What struck me professionally rather than personally in reading this article was this section:
What few quibble with is Kimball’s grasp of the magazine business. “I think he’s a genius,” says Ruth Reichl, the former editor of Gourmet. “He gives his readers exactly what they want while managing to repurpose every recipe six or seven times.” Privately, some editors at C.I. complain that Kimball’s business model sometimes works too well. SurveyMonkey, the software that keeps them in touch with readers, informs every aspect of the editorial process — when a test cook wondered whether most readers had access to shallots, SurveyMonkey told them they did. One consequence of a participatory approach to content is the readers’ tendency to pass on their contradictions. “When we survey, everyone tells us they want healthy, low-fat recipes, but then no one wants to make them,” an editor says. “They want dinner to take 20 minutes, but they want it to taste like it took all day.” It turns out that readers tend to return to the familiar — to date, Kimball’s magazines have published eight iterations of meatloaf — and, until recently, snubbed ethnic cooking. “Getting international recipes into the magazine was like pulling teeth,” an editor tells me. When they do make it into print, the recipes survey better after they’ve been decoded into familiar language: Thai-Style Stir-Fried Noodles With Chicken and Broccolini will get a more enthusiastic response than Pad See Ew. The readers’ prejudices dovetail neatly with Kimball’s. “We’re doing Saag Paneer,” he announced one morning. “Everyone here loved it except me — all that army green goop, you’ve got to be out of your mind! But we publish what our readers want, not what Christopher Kimball wants. I’m happier eating hoagies.”I'm fascinated by CI's ability to do two contradictory things simultaneously: promote a highbrow, expensive, old-fashioned, and relentlessly edited style of cooking while also paying such careful, constant attention to feedback from its readers. There has to be something in there that museums can learn from. Museums have traditionally spent most of their time doing just what CI does: delivering high-quality, carefully packaged content with an authoritative voice. But many are struggling to make that content as appealing as CI does, and I wonder if part of the reason isn't that careful, almost neurotic, attention to detail in feedback that CI pursues.

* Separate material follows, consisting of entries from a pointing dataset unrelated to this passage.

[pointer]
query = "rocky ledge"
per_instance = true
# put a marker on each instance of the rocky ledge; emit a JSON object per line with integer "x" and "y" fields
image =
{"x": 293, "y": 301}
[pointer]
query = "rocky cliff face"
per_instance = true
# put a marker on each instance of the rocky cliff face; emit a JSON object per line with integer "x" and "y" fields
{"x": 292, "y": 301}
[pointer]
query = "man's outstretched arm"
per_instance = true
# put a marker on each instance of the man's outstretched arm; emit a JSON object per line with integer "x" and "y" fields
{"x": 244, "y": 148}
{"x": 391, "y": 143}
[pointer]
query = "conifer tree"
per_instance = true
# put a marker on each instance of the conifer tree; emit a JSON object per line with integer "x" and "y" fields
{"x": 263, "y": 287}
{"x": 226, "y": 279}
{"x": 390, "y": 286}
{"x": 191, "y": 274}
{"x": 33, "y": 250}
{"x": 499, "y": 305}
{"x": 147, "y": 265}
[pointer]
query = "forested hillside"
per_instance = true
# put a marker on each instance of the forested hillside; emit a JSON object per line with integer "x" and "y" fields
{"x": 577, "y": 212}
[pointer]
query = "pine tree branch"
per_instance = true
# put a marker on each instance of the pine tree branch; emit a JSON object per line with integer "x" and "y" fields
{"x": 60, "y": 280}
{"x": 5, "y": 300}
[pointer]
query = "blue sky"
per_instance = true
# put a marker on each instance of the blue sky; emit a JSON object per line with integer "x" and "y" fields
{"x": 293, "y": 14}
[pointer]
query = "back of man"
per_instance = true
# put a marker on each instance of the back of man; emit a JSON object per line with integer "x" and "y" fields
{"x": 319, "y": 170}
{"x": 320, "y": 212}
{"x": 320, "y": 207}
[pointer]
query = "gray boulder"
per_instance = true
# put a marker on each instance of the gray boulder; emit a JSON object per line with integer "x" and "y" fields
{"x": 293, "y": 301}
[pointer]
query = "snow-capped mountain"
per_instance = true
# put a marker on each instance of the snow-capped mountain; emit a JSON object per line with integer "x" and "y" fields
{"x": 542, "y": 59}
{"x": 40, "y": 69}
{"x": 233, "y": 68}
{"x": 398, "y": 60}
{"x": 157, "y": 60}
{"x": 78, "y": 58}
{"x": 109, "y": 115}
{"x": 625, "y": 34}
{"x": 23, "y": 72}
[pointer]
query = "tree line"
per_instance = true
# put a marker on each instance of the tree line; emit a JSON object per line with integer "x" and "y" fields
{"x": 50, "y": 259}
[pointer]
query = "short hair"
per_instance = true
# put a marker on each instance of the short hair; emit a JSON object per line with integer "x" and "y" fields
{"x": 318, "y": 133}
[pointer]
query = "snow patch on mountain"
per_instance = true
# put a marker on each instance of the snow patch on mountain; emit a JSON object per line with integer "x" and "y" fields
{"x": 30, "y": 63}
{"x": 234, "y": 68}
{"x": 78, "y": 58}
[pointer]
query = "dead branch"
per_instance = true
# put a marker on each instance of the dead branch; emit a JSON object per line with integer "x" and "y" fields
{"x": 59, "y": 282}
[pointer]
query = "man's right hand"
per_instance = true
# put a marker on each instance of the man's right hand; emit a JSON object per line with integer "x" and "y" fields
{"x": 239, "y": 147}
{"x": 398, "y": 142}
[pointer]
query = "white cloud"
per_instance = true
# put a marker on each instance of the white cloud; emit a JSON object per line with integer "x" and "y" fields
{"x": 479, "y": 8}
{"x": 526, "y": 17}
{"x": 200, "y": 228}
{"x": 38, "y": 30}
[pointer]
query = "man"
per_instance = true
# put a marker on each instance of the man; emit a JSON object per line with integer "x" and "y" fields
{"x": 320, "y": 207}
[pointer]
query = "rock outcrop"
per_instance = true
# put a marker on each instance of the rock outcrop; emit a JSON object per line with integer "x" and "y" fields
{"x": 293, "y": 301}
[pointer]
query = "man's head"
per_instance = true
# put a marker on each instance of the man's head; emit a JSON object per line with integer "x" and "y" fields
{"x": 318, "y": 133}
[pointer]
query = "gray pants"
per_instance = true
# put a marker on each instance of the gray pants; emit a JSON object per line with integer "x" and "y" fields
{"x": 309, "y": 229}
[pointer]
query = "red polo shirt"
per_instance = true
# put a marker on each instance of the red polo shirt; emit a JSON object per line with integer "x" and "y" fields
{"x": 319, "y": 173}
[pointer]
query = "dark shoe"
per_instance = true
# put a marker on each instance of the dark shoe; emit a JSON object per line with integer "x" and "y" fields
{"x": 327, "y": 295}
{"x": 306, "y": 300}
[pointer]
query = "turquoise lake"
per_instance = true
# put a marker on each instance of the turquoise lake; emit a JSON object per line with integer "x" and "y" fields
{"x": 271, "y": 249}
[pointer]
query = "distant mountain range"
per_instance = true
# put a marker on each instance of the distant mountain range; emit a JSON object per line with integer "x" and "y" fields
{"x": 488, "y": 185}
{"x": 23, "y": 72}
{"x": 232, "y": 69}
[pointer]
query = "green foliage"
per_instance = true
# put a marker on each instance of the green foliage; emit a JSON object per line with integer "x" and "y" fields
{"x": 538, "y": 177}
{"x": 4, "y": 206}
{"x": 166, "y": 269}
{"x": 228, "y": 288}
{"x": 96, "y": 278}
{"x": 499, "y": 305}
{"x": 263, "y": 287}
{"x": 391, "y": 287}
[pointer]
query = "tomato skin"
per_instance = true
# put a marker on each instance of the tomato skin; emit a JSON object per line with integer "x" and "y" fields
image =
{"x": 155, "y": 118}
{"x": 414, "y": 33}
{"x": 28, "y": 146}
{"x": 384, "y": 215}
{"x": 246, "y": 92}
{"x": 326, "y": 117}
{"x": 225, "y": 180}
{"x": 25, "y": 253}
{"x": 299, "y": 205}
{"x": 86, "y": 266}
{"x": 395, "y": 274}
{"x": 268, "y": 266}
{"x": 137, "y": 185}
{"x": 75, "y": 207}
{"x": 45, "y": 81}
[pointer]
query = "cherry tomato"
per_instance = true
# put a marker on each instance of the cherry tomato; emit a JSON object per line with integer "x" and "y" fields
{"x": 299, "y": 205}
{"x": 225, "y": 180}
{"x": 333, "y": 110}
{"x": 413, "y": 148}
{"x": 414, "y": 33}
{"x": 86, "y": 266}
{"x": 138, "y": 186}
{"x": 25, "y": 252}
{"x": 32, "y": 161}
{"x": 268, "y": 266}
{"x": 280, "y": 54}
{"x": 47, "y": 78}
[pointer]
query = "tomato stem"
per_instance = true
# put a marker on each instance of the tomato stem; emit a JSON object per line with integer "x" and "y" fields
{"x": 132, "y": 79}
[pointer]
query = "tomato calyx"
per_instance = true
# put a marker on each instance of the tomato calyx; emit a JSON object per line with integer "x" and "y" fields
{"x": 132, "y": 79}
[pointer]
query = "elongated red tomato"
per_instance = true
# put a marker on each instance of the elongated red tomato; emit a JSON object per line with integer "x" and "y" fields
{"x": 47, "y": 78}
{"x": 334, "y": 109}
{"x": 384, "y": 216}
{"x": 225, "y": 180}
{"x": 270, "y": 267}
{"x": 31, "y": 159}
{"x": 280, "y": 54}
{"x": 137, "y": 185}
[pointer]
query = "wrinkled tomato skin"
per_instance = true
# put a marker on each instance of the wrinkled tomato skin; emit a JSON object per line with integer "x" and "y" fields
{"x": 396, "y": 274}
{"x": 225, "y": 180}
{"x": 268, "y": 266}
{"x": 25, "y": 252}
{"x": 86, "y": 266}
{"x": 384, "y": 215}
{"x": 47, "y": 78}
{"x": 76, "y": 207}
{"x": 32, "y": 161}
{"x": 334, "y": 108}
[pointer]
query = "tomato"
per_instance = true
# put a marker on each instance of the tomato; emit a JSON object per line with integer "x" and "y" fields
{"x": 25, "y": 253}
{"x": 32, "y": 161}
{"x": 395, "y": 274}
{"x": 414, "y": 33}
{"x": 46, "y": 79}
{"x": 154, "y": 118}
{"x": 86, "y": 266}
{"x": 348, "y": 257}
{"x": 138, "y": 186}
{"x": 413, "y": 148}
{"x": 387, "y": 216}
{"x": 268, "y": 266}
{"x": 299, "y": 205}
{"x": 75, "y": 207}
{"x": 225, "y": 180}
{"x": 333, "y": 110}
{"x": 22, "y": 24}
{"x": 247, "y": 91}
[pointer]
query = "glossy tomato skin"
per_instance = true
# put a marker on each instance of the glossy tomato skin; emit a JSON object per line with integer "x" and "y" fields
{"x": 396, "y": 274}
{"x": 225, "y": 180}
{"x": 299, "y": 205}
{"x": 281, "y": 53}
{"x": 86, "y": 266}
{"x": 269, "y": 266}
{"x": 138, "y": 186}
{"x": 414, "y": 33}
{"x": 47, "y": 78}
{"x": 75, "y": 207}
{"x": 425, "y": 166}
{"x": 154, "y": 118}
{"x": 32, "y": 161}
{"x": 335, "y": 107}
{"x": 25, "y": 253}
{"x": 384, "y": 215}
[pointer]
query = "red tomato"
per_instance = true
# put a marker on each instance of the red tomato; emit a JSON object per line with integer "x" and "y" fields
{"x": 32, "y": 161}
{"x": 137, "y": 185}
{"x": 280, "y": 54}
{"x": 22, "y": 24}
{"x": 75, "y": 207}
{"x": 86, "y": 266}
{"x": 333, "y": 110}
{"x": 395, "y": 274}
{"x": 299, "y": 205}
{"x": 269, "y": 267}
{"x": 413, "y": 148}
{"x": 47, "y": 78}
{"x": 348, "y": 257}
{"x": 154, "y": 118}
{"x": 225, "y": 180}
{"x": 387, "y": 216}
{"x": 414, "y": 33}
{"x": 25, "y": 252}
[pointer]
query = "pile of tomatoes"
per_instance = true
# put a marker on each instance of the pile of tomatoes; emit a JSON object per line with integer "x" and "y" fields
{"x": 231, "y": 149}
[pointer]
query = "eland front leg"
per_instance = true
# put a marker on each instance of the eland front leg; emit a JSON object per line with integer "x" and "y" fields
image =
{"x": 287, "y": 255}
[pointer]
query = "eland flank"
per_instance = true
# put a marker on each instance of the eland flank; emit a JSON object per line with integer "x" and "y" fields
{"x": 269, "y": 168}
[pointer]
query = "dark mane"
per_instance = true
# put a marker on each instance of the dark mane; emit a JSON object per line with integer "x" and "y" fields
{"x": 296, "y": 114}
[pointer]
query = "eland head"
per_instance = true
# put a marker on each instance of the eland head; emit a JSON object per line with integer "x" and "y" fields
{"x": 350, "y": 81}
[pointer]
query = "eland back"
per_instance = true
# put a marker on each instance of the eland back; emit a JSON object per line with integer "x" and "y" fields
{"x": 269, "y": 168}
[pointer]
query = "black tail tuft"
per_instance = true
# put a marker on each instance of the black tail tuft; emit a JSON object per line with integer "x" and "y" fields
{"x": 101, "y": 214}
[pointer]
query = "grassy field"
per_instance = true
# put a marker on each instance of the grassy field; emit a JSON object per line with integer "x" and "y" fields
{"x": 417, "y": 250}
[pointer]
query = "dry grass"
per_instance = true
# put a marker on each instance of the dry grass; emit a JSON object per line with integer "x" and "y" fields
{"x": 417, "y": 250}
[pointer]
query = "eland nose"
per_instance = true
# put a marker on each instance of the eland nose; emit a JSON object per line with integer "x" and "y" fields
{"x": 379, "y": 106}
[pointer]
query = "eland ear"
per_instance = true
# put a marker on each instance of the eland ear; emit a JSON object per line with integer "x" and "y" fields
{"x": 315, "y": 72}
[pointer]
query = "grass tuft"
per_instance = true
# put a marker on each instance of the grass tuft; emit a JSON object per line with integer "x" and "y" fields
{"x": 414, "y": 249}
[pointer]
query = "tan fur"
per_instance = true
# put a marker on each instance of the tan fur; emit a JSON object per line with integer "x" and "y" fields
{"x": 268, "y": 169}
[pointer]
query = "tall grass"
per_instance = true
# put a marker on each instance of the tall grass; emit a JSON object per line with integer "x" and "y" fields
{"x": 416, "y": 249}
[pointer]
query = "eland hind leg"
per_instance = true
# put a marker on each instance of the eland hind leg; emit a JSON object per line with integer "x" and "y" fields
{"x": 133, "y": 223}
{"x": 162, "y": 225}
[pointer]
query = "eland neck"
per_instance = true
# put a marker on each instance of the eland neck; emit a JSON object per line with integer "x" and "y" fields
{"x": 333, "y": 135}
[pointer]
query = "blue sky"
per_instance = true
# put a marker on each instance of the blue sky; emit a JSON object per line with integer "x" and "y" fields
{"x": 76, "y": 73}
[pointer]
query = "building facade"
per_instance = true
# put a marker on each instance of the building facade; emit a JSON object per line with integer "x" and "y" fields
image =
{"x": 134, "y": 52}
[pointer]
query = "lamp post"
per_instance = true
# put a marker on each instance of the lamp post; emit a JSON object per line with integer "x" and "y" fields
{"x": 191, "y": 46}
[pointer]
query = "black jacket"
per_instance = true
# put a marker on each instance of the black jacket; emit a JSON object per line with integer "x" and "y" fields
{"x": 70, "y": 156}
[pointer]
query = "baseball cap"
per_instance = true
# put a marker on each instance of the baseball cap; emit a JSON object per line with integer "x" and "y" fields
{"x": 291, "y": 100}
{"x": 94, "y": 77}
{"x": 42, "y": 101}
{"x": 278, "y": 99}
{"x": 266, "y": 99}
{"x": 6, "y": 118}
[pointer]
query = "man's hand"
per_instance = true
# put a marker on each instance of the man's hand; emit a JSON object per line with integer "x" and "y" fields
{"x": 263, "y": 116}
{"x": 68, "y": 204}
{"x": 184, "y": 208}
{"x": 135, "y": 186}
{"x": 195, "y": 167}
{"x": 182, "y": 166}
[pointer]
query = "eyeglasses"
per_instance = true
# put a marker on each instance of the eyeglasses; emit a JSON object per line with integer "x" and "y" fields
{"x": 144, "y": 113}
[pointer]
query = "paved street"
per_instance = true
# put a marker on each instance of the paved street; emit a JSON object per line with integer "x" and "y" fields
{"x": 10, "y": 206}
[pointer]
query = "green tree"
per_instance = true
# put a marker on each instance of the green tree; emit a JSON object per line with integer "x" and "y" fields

I also appreciated that feedback contradiction appears here, too. I've seen this in museums: teachers simultaneously tell an educator that they didn't spend enough time in the museum when their 1.5 hour tour was clearly far too long for their students' attention spans, and made them late getting back to their bus. The answer is somewhere in between. CI readers want to prepare good food quickly, but say that they want nutrition and lowfat recipes. Those two goals are not always easily dovetailed. The sweet spot is somewhere in the middle: informational, interactive tours that leave students and teachers wanting more but don't take up too much time.